Par ailleurs, le Tribunal a rappelé que l’intérêt général sous-jacent à l’article 7, paragraphe 1, sous b), du règlement 2017/1001, excluant l’enregistrement d’une marque qui est dépourvue de caractère distinctif, concerne la protection du consommateur en permettant à celui-ci de distinguer sans confusion possible la provenance des produits ou des services désignés par la marque, conformément à sa fonction essentielle d’indication d’origine, alors que l’intérêt général sous-tendant la règle inscrite à l’article 7, paragraphe 1, sous c), qui s’oppose à l’enregistrement d’une marque descriptive, se concentre sur la protection des concurrents contre tout risque de monopolisation par un seul opérateur d’indications descriptives de caractéristiques de tels produits ou services.

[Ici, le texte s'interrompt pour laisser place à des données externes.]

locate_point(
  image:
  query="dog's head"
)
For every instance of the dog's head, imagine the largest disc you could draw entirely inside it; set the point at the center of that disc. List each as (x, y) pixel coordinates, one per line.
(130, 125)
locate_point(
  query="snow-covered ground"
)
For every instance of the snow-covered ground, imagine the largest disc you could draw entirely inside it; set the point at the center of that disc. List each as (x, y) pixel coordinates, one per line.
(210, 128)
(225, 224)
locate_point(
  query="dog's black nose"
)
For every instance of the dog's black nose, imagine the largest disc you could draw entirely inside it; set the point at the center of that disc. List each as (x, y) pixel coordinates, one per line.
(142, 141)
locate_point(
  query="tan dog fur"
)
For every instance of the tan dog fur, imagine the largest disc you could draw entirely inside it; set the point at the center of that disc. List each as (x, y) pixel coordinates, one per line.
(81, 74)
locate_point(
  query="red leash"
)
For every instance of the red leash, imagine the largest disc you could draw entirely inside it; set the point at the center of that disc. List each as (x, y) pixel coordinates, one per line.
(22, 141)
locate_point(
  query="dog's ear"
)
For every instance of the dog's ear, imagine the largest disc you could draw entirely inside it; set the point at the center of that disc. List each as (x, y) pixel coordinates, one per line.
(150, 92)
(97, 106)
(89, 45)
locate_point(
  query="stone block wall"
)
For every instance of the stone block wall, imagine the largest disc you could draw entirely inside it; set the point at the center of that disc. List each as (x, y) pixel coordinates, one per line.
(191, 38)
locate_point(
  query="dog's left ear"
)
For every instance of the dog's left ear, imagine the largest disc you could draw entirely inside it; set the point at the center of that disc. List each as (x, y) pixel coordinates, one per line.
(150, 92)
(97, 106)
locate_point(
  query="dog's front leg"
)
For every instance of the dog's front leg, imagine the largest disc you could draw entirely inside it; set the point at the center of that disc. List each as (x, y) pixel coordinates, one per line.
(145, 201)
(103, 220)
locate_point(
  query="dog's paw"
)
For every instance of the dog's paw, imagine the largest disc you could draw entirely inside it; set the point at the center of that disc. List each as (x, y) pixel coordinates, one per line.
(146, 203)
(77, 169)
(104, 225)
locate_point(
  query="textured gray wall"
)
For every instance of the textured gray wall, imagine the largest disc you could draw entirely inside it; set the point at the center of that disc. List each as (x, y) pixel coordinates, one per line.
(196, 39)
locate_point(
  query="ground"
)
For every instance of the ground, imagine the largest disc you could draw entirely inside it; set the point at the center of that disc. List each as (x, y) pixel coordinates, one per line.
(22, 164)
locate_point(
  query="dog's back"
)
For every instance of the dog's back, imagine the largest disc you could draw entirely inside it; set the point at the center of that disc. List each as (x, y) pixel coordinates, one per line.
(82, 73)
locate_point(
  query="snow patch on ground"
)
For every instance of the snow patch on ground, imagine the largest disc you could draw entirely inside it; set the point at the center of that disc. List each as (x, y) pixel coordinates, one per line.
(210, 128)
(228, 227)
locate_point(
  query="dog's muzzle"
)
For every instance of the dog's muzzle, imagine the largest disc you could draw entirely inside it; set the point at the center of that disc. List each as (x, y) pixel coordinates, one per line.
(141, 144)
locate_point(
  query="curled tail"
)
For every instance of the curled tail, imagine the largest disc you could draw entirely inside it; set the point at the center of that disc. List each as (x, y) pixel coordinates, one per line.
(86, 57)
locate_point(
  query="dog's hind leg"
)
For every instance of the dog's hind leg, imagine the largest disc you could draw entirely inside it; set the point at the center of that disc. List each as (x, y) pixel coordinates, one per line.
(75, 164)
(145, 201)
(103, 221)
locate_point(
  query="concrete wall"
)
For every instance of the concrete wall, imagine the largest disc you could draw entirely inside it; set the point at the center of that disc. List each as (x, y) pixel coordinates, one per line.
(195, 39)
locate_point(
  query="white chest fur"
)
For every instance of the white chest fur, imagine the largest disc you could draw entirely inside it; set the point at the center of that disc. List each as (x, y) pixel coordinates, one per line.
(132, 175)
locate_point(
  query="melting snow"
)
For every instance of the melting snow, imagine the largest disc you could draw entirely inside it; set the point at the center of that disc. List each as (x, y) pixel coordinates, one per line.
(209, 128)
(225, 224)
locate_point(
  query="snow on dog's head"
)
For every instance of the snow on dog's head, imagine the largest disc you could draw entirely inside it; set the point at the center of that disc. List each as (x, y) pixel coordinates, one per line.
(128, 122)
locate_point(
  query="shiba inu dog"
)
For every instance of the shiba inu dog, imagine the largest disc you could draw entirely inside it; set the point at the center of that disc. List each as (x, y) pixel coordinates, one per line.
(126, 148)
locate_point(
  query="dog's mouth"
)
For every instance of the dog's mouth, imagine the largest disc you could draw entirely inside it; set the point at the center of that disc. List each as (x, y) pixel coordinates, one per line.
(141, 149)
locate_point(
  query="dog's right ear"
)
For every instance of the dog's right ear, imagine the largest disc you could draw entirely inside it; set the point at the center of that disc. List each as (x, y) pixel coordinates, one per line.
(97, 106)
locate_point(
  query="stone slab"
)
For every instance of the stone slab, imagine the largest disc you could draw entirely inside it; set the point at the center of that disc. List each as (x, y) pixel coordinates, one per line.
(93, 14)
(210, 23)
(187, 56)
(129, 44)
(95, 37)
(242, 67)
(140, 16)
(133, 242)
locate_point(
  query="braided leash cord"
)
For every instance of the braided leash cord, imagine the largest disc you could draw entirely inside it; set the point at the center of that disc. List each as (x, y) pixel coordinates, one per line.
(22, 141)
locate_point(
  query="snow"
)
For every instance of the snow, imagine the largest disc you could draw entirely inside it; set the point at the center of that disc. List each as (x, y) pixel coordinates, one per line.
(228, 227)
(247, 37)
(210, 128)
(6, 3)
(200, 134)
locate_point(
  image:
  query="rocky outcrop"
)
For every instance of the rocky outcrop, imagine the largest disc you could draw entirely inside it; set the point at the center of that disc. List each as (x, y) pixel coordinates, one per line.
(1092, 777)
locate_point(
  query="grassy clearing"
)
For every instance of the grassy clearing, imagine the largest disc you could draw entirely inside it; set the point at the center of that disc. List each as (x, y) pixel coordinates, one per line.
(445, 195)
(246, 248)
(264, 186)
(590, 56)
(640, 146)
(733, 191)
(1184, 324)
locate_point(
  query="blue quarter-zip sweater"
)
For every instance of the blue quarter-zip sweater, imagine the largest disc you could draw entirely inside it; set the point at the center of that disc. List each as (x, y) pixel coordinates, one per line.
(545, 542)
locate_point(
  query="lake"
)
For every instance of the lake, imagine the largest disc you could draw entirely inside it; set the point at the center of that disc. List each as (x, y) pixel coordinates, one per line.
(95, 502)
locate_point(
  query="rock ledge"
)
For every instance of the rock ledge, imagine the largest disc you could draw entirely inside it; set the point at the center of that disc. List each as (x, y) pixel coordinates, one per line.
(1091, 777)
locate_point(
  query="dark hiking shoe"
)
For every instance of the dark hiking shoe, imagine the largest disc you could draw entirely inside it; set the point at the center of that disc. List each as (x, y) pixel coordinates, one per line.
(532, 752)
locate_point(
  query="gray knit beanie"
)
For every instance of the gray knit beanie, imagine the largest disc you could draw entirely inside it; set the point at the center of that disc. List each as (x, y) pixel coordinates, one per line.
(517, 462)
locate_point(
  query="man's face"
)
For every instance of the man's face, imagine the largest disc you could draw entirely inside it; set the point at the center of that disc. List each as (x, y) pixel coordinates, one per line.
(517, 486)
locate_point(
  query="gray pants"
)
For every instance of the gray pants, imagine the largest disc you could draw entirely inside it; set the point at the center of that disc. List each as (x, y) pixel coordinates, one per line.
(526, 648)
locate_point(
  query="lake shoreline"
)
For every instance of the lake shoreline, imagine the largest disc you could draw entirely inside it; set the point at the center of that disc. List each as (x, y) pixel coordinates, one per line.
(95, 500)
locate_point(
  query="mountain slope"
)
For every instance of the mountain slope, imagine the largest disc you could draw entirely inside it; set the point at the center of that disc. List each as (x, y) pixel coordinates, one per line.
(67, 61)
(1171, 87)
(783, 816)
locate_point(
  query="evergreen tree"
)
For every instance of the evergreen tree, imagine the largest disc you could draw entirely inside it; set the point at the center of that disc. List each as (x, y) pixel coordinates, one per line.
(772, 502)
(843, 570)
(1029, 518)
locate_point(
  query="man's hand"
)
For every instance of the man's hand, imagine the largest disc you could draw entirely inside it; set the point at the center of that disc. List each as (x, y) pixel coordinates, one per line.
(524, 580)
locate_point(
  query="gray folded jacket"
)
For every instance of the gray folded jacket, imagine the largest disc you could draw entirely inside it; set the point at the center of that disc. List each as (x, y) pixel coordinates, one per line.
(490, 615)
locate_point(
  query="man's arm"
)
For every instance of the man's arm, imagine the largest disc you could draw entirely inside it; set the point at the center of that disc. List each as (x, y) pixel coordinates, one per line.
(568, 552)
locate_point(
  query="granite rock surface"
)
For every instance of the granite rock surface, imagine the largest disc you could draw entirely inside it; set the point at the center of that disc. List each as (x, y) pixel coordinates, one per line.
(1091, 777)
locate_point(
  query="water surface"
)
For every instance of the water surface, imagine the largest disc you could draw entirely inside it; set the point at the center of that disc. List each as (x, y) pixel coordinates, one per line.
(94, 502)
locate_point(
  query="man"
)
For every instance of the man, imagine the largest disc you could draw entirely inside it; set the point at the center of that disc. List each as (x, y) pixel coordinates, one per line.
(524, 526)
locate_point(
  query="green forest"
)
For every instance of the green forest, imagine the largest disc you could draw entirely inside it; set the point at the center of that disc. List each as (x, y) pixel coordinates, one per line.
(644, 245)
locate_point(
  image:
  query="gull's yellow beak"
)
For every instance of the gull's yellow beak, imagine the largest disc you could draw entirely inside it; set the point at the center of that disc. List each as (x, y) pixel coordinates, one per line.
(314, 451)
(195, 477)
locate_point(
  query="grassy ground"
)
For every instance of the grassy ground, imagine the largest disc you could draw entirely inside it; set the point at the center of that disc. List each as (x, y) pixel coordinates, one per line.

Ainsi, une marque non descriptive, comme en l’espèce, n’est pas pour autant distinctive.

Considérant que le public pertinent ne comprendra pas la marque demandée comme un simple message objectif selon lequel lesdits produits sont disponibles en couleur blanche, mais plutôt comme une indication de leur origine, le Tribunal a conclu, en substance, que ladite marque était distinctive.

Au vu de tout ce qui précède, le Tribunal a accueilli les deux moyens et a annulé la décision de l’EUIPO.


( 1 ) Règlement (UE) 2017/1001 du Parlement européen et du Conseil, du 14 juin 2017, sur la marque de l’Union européenne (JO 2017, L 154, p. 1).